Bug 22441

Summary: pmap_growkernel() is not effective at kernel vm limit of 0xffc00000
Product: Base System Reporter: carp <carp>
Component: i386Assignee: freebsd-bugs (Nobody) <bugs>
Status: Closed FIXED    
Severity: Affects Only Me    
Priority: Normal    
Version: 4.1.1-RELEASE   
Hardware: Any   
OS: Any   

Description carp 2000-10-31 14:10:01 UTC
When called with a kernel vm limit of 0xffc00000, pamp_growkernel()
does not set-up the page mapping hardware because of an overflow.

In this line:

  addr = (addr + PAGE_SIZE * NPTEPG) & ~(PAGE_SIZE * NPTEPG - 1);
  ( Line 1403 in $FreeBSD: src/sys/i386/i386/pmap.c,v 1.250.2.5 2000/08/05 00:39:08 peter Exp $)

addr + PAGE_SIZE * NPTEPG overflows to zero when addr is 0xffc00000.

When addr is zero, the conditional in the following while loop is
never satisfied and the hardware page mapping data structures are
never initialized to cover the extended kernel vm.

I would also like to suggest that test of kernel_vm_end in 
vm_map_findspace() (src/sys/vm/vm_map.c) is a minor software 
layering violation.  kernel_vm_end is properly a pmap layer variable
and the test against kernel_vm_end should occur in pmap_growkernel().
I realize that making this change might appear to impede performance, 
but pmap_growkernel() only gets called during kernel initialization 
when the kernel is setting up sub-maps of the kernel map. (kernel_map)

Fix: 

In line 1403, I used a standard rounding macro and all appears well.

For instance, I have compiled and tested the kernel with:

  addr = roundup(addr, (PAGE_SIZE*NPTEPG));

Now that I got all of this typed, it appears that the kernel
is being extended an extra 4Mbytes whenever the limit submitted
to pmap_growkernel() falls on a 4Mbyte (i386 page directory) boundary.
The kernel, correctly, rounds up its vm limit to the next page and in 
most cases, the boundary submitted to pmap_growkernel() falls on
a page boundary.
How-To-Repeat: 
I am writing a driver that creates kernel vm up against the limit
of kernel vm and therefore requests that the kernel vm grow to 
0xffc00000.  I could submit a sample of the driver, but paper and
pencil should convince the reader that when PAGE_SIZE is 4096 and 
NPTEPG is 1024, 0xffc00000 + (4096 * 1024) overflows to zero.
Comment 1 David Greenman 2000-10-31 14:23:19 UTC
>When called with a kernel vm limit of 0xffc00000, pamp_growkernel()
>does not set-up the page mapping hardware because of an overflow.
>
>In this line:
>
>  addr = (addr + PAGE_SIZE * NPTEPG) & ~(PAGE_SIZE * NPTEPG - 1);
>  ( Line 1403 in $FreeBSD: src/sys/i386/i386/pmap.c,v 1.250.2.5 2000/08/05 00:39:08 peter Exp $)
>
>addr + PAGE_SIZE * NPTEPG overflows to zero when addr is 0xffc00000.

   I might not be understanding what you're doing exactly, but I should point
out that the alternate page table map (APTmap) starts at 0xffc00000, so I
don't see how you could ever use that area of virtual memory without serious
problems.

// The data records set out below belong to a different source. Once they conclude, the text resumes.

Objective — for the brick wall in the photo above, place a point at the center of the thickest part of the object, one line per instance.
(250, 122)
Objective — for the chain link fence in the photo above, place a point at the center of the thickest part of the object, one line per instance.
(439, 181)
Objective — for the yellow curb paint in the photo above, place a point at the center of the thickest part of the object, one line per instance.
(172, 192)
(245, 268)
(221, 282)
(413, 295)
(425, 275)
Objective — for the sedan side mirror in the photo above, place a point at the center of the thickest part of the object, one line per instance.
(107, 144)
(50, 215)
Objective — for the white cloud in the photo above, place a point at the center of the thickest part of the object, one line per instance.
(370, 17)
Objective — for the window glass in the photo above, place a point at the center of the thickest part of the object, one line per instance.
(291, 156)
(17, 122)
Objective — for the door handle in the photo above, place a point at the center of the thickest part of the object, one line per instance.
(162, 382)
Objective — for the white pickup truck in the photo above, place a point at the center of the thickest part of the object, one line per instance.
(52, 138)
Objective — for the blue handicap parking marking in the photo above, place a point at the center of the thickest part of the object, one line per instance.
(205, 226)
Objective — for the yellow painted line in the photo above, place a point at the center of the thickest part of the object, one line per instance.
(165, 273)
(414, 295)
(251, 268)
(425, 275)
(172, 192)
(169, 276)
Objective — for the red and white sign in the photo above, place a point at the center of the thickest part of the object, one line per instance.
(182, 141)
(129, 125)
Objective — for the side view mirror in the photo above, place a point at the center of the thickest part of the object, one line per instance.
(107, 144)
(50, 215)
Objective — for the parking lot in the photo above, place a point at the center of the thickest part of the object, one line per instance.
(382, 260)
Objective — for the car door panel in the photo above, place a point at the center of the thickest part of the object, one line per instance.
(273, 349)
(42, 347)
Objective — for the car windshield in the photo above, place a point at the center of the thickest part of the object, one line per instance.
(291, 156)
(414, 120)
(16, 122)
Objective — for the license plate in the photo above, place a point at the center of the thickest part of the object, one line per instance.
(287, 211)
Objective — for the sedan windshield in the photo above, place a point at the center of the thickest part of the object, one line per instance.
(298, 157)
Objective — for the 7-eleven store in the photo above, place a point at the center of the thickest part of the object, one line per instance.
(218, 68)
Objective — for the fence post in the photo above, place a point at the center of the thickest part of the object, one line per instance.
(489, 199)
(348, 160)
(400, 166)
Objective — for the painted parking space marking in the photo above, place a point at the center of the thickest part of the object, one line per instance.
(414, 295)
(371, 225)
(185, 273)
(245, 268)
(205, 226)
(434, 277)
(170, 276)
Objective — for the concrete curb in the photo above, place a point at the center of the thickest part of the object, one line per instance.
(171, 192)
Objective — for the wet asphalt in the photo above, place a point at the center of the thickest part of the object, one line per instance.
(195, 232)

What am I missing?

-DG

David Greenman
Co-founder, The FreeBSD Project - http://www.freebsd.org
President, TeraSolutions, Inc. - http://www.terasolutions.com
Pave the road of life with opportunities.
Comment 2 carp 2000-10-31 15:20:20 UTC
   cc: freebsd-gnats-submit@FreeBSD.ORG
   From: David Greenman <dg@root.com>
   Reply-To: dg@root.com
   Date: Tue, 31 Oct 2000 06:23:19 -0800
   Sender: dg@implode.root.com

   >When called with a kernel vm limit of 0xffc00000, pamp_growkernel()
   >does not set-up the page mapping hardware because of an overflow.
   >
   >In this line:
   >
   >  addr = (addr + PAGE_SIZE * NPTEPG) & ~(PAGE_SIZE * NPTEPG - 1);
   >  ( Line 1403 in $FreeBSD: src/sys/i386/i386/pmap.c,v 1.250.2.5 2000/08/05 00:39:08 peter Exp $)
   >
   >addr + PAGE_SIZE * NPTEPG overflows to zero when addr is 0xffc00000.

      I might not be understanding what you're doing exactly, 

I am not sure that what I am doing is strictly necessary, but
I can successfully allocate kernel vm this way in BSDI.

   but I
   should point out that the alternate page table map (APTmap) starts
   at 0xffc00000, so I don't see how you could ever use that area of
   virtual memory without serious problems. What am I missing?

That's good to know.

The problem is that 0xffc00000 is passed as a limit to pmap_growkernel().
I am not using 0xffc00000, I am using memory up to 0xffc00000 which
is the advertised limit to kernel vm. (kernel_map->header.end)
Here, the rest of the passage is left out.